Para
muchos, el arte contemporáneo se refiere a una forma específica de hacer arte,
a una estética o un mercado. O podría haber continuado siendo por algún tiempo “arte
moderno producido por nuestros contemporáneos”. No obstante esa forma de
pensamiento dejó de ser satisfactoria. Este ensayo, cuyo título toma como
referencia la performance de Joseph Beuys “Cómo explicar el arte a una liebre
muerta” (Dusseldorf, 1965) y cuyas premisas parten de la 19 Bienal de Arte
Paiz, se pregunta, entre otras cosas, qué significa ser un artista
contemporáneo en Guatemala.
Por Rosina Cazali extraído de El Periódico Guatemala.

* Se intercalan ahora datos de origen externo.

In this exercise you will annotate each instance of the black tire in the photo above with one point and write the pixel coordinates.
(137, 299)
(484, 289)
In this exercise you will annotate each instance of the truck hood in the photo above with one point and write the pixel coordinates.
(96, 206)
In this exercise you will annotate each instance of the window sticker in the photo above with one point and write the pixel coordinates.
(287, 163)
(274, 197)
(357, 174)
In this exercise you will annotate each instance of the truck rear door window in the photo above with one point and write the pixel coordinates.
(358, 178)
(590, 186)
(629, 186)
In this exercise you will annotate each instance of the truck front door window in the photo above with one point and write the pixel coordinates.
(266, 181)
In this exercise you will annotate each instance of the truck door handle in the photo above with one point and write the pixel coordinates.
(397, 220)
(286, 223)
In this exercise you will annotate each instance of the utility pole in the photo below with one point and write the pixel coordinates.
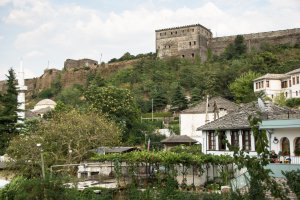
(206, 110)
(152, 109)
(39, 145)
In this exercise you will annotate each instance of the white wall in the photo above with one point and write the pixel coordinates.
(190, 122)
(290, 133)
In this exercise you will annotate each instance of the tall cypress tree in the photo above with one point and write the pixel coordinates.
(179, 101)
(8, 111)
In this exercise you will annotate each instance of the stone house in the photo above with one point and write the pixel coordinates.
(282, 125)
(274, 84)
(196, 116)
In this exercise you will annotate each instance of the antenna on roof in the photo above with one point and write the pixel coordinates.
(261, 104)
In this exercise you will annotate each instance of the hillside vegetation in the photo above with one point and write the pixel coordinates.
(169, 81)
(159, 79)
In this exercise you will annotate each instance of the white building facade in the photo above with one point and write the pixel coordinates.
(283, 134)
(274, 84)
(204, 112)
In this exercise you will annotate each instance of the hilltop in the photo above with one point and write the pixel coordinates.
(149, 77)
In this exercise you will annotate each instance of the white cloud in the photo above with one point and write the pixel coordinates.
(57, 32)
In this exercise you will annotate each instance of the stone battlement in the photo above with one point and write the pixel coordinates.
(195, 40)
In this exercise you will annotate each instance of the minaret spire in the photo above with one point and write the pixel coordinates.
(21, 92)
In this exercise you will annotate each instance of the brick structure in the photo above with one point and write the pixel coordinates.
(186, 41)
(195, 40)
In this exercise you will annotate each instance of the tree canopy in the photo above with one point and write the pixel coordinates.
(8, 111)
(242, 87)
(67, 137)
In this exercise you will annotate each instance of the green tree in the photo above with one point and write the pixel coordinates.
(67, 137)
(8, 111)
(242, 87)
(196, 95)
(280, 99)
(236, 49)
(71, 96)
(179, 101)
(160, 101)
(119, 105)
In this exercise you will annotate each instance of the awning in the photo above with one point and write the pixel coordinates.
(273, 124)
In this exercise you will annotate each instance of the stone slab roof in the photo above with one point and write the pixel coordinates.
(179, 139)
(221, 104)
(239, 118)
(179, 27)
(103, 150)
(272, 76)
(294, 71)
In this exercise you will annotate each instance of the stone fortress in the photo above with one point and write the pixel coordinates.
(196, 40)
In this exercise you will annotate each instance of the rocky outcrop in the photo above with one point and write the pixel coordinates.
(70, 75)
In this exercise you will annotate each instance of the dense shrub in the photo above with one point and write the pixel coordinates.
(293, 181)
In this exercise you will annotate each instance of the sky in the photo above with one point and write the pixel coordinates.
(44, 33)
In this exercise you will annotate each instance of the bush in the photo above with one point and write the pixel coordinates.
(293, 102)
(293, 181)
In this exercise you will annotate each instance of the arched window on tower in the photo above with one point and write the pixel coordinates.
(285, 146)
(297, 146)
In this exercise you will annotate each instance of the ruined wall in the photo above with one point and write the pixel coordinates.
(186, 41)
(70, 76)
(254, 40)
(78, 64)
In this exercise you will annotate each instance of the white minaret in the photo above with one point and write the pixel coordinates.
(21, 92)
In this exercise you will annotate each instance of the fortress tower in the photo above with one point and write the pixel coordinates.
(21, 92)
(195, 40)
(185, 41)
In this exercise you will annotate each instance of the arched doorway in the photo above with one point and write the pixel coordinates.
(285, 146)
(297, 146)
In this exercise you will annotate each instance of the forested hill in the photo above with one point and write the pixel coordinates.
(168, 81)
(159, 79)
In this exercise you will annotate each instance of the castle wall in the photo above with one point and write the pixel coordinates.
(82, 63)
(254, 40)
(186, 42)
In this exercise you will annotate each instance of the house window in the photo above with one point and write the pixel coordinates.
(222, 142)
(297, 146)
(284, 84)
(211, 141)
(293, 80)
(285, 146)
(246, 137)
(235, 138)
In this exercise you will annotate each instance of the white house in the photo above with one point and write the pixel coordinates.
(284, 135)
(274, 84)
(235, 127)
(43, 106)
(194, 117)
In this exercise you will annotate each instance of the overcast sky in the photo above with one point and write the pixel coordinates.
(42, 31)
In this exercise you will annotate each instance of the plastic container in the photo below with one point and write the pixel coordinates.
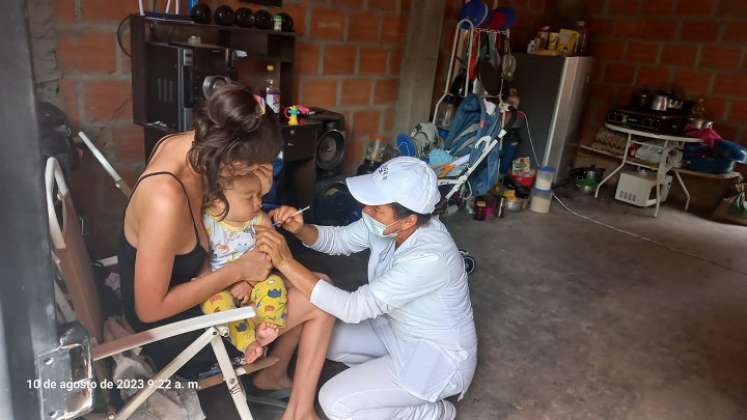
(480, 209)
(540, 201)
(545, 175)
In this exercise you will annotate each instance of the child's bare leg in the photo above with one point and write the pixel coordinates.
(253, 352)
(266, 333)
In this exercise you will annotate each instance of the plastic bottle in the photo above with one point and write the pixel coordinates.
(583, 38)
(272, 94)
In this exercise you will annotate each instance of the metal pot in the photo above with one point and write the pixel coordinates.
(660, 102)
(700, 123)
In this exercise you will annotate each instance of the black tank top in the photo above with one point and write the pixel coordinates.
(186, 267)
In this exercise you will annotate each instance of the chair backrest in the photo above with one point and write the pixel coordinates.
(71, 254)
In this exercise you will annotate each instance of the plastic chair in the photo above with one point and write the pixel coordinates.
(73, 261)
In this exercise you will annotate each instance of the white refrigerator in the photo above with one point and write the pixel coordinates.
(552, 92)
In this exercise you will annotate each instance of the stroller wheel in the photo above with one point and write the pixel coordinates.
(470, 263)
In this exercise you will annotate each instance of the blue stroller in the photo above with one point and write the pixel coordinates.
(475, 140)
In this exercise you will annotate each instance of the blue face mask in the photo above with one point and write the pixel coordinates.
(377, 228)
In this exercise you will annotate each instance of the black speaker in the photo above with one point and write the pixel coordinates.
(330, 149)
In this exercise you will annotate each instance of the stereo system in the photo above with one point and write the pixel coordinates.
(655, 121)
(180, 77)
(330, 144)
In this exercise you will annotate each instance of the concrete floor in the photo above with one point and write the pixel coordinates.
(577, 321)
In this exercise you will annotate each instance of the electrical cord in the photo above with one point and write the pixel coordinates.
(119, 36)
(627, 232)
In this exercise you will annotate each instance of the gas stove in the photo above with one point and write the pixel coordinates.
(662, 122)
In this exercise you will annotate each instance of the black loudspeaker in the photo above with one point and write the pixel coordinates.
(330, 149)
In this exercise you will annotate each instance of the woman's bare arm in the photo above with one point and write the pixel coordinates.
(160, 238)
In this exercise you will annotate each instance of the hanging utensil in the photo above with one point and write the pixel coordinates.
(508, 66)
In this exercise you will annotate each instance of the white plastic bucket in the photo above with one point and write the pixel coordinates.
(545, 175)
(540, 201)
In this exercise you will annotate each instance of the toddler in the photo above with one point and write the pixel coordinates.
(231, 235)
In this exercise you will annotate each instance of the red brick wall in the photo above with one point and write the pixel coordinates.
(348, 59)
(96, 95)
(696, 46)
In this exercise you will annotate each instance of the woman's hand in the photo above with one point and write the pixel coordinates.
(289, 221)
(273, 244)
(254, 266)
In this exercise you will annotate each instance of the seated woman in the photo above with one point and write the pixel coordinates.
(408, 335)
(163, 249)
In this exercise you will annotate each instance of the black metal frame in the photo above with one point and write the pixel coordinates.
(27, 321)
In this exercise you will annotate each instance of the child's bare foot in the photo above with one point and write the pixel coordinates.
(253, 352)
(266, 333)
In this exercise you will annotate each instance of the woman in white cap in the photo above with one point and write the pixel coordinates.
(408, 335)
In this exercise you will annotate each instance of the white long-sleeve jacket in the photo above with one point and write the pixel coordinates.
(418, 298)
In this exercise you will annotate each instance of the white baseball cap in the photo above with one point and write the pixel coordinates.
(404, 180)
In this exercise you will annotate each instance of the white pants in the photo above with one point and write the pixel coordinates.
(368, 390)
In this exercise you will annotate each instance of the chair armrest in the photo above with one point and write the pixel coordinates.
(109, 261)
(129, 342)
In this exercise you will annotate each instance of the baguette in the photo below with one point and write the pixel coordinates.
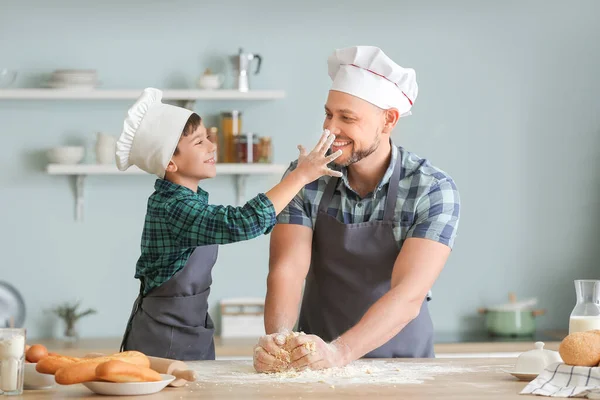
(52, 363)
(581, 349)
(85, 370)
(121, 372)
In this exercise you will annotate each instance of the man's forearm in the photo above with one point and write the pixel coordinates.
(384, 320)
(282, 302)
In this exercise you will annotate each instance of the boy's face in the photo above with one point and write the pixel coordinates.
(195, 156)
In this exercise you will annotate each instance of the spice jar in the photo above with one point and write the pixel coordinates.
(247, 148)
(231, 126)
(213, 135)
(265, 152)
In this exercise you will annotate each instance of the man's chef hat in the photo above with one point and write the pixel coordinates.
(150, 134)
(366, 72)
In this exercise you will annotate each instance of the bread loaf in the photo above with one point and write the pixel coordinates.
(85, 369)
(120, 371)
(52, 363)
(581, 349)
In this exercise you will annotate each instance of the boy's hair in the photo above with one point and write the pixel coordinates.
(191, 125)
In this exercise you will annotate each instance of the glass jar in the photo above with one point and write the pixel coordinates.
(231, 126)
(212, 134)
(247, 148)
(586, 313)
(265, 151)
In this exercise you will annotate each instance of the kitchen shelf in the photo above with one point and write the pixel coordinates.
(186, 97)
(240, 173)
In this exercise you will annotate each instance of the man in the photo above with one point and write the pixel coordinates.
(369, 244)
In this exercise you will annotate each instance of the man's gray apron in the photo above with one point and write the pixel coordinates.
(351, 268)
(172, 320)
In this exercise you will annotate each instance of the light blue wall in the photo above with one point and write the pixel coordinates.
(509, 105)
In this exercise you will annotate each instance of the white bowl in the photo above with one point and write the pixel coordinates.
(34, 380)
(66, 154)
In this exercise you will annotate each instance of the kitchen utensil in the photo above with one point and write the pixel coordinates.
(7, 77)
(130, 388)
(512, 319)
(210, 81)
(535, 361)
(586, 313)
(178, 369)
(12, 306)
(66, 154)
(241, 62)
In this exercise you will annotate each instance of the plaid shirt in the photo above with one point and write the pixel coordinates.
(428, 203)
(178, 220)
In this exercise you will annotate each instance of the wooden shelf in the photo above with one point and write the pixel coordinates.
(132, 94)
(110, 169)
(240, 172)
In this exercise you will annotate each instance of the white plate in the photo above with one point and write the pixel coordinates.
(129, 389)
(524, 377)
(72, 86)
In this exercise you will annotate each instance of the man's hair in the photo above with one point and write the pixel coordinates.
(191, 125)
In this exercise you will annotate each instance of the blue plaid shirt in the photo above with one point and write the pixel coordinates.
(428, 204)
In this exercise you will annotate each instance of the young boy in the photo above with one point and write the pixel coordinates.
(182, 230)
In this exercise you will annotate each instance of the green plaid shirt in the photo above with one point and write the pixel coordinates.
(178, 220)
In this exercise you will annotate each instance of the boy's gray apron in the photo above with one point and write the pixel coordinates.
(172, 320)
(351, 268)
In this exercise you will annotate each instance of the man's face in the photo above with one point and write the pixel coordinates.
(357, 125)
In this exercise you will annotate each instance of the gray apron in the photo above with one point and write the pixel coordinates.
(172, 320)
(351, 268)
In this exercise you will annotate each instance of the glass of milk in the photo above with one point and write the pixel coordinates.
(12, 359)
(586, 314)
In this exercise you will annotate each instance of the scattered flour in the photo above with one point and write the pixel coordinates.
(359, 372)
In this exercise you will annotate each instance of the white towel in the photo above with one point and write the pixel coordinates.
(561, 380)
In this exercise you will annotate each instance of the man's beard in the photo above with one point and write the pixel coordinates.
(358, 155)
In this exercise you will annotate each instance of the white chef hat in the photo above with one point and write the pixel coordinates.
(366, 72)
(151, 132)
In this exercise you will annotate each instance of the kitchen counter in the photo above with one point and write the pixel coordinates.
(431, 379)
(445, 343)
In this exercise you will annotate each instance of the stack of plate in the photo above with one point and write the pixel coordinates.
(73, 79)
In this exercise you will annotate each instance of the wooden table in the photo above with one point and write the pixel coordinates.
(244, 347)
(484, 380)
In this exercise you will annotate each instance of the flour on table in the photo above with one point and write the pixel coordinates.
(359, 372)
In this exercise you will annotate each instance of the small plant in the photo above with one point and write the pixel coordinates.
(69, 314)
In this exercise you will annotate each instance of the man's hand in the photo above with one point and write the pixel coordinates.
(310, 351)
(269, 356)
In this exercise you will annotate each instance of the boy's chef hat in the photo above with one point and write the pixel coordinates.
(366, 72)
(150, 134)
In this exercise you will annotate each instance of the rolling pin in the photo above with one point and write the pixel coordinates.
(165, 366)
(178, 369)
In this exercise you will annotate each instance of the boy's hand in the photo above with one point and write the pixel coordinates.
(313, 165)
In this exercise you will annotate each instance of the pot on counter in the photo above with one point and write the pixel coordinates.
(512, 319)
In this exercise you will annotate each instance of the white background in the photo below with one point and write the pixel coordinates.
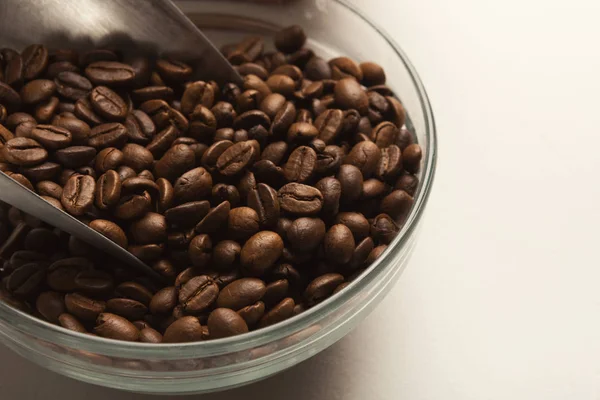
(501, 299)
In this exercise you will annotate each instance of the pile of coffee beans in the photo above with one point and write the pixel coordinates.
(254, 202)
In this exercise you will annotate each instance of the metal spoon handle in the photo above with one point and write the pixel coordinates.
(27, 201)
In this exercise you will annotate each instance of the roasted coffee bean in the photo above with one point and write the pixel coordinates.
(224, 322)
(50, 305)
(94, 282)
(185, 329)
(338, 244)
(83, 307)
(61, 274)
(110, 230)
(37, 91)
(194, 185)
(306, 234)
(113, 326)
(108, 104)
(187, 215)
(133, 206)
(241, 293)
(260, 252)
(198, 294)
(110, 73)
(243, 222)
(71, 323)
(24, 152)
(127, 308)
(226, 254)
(351, 180)
(282, 311)
(71, 85)
(408, 183)
(299, 199)
(222, 192)
(78, 194)
(112, 134)
(321, 288)
(215, 219)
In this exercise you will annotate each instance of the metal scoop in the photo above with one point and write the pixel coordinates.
(135, 26)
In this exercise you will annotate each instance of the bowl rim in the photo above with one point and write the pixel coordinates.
(58, 335)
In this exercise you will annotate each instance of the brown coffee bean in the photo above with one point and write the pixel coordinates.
(164, 301)
(50, 305)
(241, 293)
(343, 67)
(194, 185)
(351, 180)
(108, 104)
(187, 215)
(112, 134)
(260, 252)
(133, 206)
(151, 228)
(37, 91)
(126, 308)
(71, 323)
(113, 326)
(109, 73)
(322, 287)
(185, 329)
(75, 156)
(338, 244)
(24, 152)
(83, 307)
(61, 274)
(94, 282)
(282, 311)
(78, 194)
(224, 322)
(299, 199)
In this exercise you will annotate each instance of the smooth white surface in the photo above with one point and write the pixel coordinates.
(501, 299)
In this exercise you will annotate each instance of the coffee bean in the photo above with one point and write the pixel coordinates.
(188, 214)
(241, 293)
(299, 199)
(343, 67)
(94, 282)
(109, 73)
(185, 329)
(78, 194)
(37, 91)
(24, 152)
(108, 104)
(224, 322)
(321, 288)
(306, 234)
(83, 307)
(198, 294)
(71, 323)
(164, 301)
(35, 61)
(71, 85)
(112, 134)
(113, 326)
(126, 308)
(282, 311)
(260, 252)
(50, 305)
(110, 230)
(27, 279)
(338, 244)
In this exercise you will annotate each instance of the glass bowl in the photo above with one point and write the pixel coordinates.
(225, 363)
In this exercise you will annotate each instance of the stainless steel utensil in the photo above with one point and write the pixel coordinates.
(135, 26)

La semana pasada un grupo de
personas, principalmente jóvenes, relacionados con la cultura, acaparó la
atención en las redes sociales. Sobre sus muros de Facebook subieron fotografías
en las que aparecían replicando el gesto del expresidente Jacobo Árbenz al
momento de ser obligado a desnudarse en el aeropuerto antes de partir al
exilio. Sesenta años después, con una camisa abierta y la mirada hacia el
pasado, esta acción colectiva traía de vuelta las palabras de Cardoza y Aragón:
“Pienso en Árbenz, nos habían derrotado, lo habían vejado en el aeropuerto de
Guatemala, en él nos habían vejado a todos los guatemaltecos”.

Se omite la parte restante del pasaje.